A tentativa de contratação do cantor Nattan por R$ 800 mil — mais que o dobro do limite defendido pelos próprios prefeitos — acabou barrada pela Justiça do Piauí. A decisão judicial suspendeu o contrato firmado pela prefeitura campomaiorense, impedindo a realização do gasto milionário.
Nos bastidores políticos, o episódio ampliou ainda mais o ambiente de desgaste enfrentado pelo prefeito Joãozinho Félix, que já vinha acumulando críticas e turbulências políticas. E o timing não poderia ter sido pior.
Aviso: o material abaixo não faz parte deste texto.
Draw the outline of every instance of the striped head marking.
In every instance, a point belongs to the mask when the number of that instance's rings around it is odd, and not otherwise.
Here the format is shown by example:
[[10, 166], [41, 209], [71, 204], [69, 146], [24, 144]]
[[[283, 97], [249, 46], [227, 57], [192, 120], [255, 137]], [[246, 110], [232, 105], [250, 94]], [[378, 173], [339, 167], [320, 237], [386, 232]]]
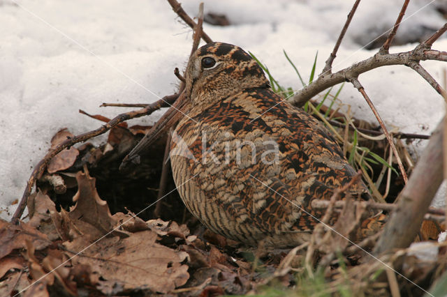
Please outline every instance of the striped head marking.
[[188, 62], [186, 79], [193, 105], [207, 105], [245, 89], [269, 85], [262, 68], [249, 54], [223, 43], [199, 48]]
Na data de ontem, durante evento político, uma fala do governador Rafael Fonteles foi interpretada por muitos como uma indireta clara ao grupo campomaiorense. Ao afirmar que “político tem que honrar a palavra”, o governador acabou alimentando rumores de desconfiança e receio de traições políticas dentro da própria base aliada.
Agora, Joãozinho vê mais uma crise bater à porta: além das especulações políticas e do clima de desconfiança nos bastidores, surge também o constrangimento público de ter sido freado pela Justiça justamente ao tentar ignorar uma regra construída pelos próprios prefeitos do estado.
A ironia política é inevitável: enquanto a APPM discursava sobre equilíbrio fiscal e responsabilidade com dinheiro público, uma de suas próprias lideranças municipais tentava ultrapassar o teto acordado em mais de 128%.
E a Justiça resolveu lembrar que norma criada para inglês ver continua sendo norma.